Quesada verwendete 1976 eine Orthographie, die ähnlich wie die anderen damaligen unter Juan Velasco Alvarado herausgegebenen Wörterbücher und Grammatiken für die regionalen Quechua-Varianten und die bis heute von der AMLQ in Cusco propagierte Schreibweise fünf Vokale (a, e, i, o, u) beinhaltete, bei den Konsonanten aber ebenso wie diese weitgehend den heutigen Quechua-Konventionen entsprach. Retroflexes ch wurde aber - wie auch durch Rodolfo Cerrón Palomino in der Wanka-Quechua-Grammatik - mit "tr" wiedergegeben, was bei Lehnwörtern aus dem Spanischen wie trabajay zu Ungenauigkeiten führte. Außerdem wurde nicht phonemisches b, d, g in Quechua-Wörtern - Allophone von p, t, k nach Nasalen - mit b, d, g wiedergegeben. Die Quechua-Akademie Cajamarca benutzt heute - der Quechua-Phonologie und damit modernen Orthographien entsprechend - nur drei Vokale (a, i, u), schreibt wie in der modernen Kichwa-Orthographie np, nt, nk für mb, nd, ng und gibt retroflexes ch mit ch' wieder,[2] nicht zu verwechseln mit dem Plosiv ch' im südlichen Quechua. In Lehnwörtern aus dem Spanischen treten auch Schreibweisen mit b, d, g auf.[3] SIL International wiederum benutzt in seinen Quechua-Schriften fünf Vokale und mb, nd, ng, womit es sich nahezu an Félix Quesadas Schreibweisen von 1976 hält, schreibt aber ch' für retroflexes ch.[4]

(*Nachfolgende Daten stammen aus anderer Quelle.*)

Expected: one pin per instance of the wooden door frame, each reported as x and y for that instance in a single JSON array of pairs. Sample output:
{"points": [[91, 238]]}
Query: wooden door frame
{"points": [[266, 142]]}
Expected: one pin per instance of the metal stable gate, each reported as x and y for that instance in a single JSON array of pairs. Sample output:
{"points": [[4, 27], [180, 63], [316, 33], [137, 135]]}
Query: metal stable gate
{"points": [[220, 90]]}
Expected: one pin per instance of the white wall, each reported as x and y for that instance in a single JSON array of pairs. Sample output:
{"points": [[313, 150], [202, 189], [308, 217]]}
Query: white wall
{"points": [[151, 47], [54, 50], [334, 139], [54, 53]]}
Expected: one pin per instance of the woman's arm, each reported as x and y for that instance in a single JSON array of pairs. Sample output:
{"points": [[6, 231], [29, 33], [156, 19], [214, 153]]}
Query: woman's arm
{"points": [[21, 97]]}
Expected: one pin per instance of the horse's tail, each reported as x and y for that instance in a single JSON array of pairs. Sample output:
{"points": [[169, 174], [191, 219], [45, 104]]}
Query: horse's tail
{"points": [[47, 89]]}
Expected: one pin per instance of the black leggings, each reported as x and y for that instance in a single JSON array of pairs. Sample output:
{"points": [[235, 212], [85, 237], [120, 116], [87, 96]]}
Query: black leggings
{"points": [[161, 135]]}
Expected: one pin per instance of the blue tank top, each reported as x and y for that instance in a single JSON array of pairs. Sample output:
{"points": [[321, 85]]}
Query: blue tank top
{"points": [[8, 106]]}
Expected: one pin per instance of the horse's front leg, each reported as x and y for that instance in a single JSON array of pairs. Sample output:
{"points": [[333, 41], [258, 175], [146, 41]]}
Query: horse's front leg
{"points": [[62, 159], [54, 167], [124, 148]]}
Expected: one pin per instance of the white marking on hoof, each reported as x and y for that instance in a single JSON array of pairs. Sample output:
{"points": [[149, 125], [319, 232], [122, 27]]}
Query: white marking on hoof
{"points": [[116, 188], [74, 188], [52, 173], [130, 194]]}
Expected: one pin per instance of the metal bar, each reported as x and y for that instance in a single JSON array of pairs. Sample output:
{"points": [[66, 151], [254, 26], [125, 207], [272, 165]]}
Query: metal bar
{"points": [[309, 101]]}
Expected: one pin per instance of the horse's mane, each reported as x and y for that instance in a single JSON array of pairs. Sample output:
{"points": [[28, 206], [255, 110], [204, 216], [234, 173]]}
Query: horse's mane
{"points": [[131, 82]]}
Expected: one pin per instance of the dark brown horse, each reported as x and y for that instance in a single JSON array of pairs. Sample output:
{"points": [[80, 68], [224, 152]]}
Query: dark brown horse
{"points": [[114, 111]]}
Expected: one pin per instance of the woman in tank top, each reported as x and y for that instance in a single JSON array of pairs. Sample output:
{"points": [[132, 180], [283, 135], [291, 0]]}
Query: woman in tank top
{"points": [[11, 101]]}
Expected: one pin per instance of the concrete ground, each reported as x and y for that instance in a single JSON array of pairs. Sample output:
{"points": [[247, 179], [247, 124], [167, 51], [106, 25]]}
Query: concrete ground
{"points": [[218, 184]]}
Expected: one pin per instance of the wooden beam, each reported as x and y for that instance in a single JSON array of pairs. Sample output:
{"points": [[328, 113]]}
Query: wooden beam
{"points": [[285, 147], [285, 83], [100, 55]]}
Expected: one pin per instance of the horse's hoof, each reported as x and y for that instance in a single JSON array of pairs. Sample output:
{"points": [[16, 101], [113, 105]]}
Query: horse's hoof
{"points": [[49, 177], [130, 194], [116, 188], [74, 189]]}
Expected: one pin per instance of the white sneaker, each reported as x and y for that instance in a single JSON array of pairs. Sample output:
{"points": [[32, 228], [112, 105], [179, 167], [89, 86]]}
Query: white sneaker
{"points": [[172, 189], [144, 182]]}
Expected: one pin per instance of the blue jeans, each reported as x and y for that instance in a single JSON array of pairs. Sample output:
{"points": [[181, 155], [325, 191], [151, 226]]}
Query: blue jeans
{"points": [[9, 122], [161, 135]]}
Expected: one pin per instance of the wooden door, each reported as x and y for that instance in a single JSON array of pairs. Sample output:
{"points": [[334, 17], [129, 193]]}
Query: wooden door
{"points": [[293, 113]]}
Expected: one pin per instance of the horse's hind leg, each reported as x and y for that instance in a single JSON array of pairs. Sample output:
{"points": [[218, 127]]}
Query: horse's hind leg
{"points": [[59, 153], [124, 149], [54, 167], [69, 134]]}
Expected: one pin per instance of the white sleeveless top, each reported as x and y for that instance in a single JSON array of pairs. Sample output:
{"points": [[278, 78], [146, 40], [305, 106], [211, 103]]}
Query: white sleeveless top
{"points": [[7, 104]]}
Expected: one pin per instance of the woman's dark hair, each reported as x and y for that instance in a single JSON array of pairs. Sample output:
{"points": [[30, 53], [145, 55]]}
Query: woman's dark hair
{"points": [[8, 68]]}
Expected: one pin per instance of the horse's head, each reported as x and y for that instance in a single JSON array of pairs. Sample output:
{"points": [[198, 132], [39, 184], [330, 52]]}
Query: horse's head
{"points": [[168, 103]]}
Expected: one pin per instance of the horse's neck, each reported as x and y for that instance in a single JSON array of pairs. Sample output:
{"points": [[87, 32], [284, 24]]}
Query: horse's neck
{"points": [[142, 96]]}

Heutige soziolinguistische Situation

Das Cajamarca-Quechua ist derzeit einer schnellen Verdrängung durch das Spanische ausgesetzt und hält sich lediglich noch in den Gemeinden Chetilla und Porcón in der Provinz Cajamarca, wo jedoch die Kinder auch zunehmend nur noch Spanisch sprechen. Auf Grund des geringen Ansehens der indigenen Sprache sind die Angaben zur Anzahl der Sprecher aus Volkszählungen viel niedriger als die wahrscheinliche tatsächliche Anzahl. So schwanken die Zahlen zwischen unter 10.000 und über 30.000 Sprechern.

Die wichtigste Institution, die für die Quechua-Sprache in Cajamarca eintritt, ist die am 15. März 1987 gegründete Regionale Akademie der Quechua-Sprache in Cajamarca (Academia Regional del Idioma Quechua de Cajamarca, ARIQC; derzeitiger Präsident: Herr Dolores Ayay Chilón) mit Sitz in der Stadt Cajamarca, die fast ausschließlich von regionalen Quechuasprachigen getragen wird und neben ihrem Engagement für interkulturelle zweisprachige Erziehung an Schulen (EIB) in eigener Verantwortung Unterricht in Quechua als Zweitsprache anbietet, für Kinder von 6-12 Jahren kostenlos.[5] So strebt sie auch in bereits hispanisierten Orten, darunter z.B. Chamis und Cushunga, eine Revitalisierung des Quechua an. In jüngster Zeit wird das Cajamarca-Quechua deshalb auf Grund dieses Engagements vereinzelt als Fach in Schulen angeboten. Den staatlichen Behörden warf Akademiepräsident Ayay dagegen Anfang 2011 vor, entgegen offiziellen Verlautbarungen über EIB nichts für den Erhalt des Quechua oder der ebenfalls im Departement gesprochenen Aguaruna-Sprache (Awajún) zu tun und der Akademie jegliche Unterstützung zu versagen, ganz im Gegenteil würden vielmehr noch heute Lehrer den Gebrauch des Quechua in Chetilla und Porcón unterdrücken.[6][7] In starkem Gegensatz zur Ignoranz der peruanischen Eliten gegenüber den indigenen Sprachen stehe ein großes Interesse aus dem Ausland am Cajamarca-Quechua.[8] So erlernten 2009/2010 50 Interessenten aus Deutschland, Frankreich, den USA, Finnland, England, Russland, Ecuador, Belgien und den Niederlanden in Kursen der Akademie rasch Kommunikationsfähigkeit in Cajamarca-Quechua.[9]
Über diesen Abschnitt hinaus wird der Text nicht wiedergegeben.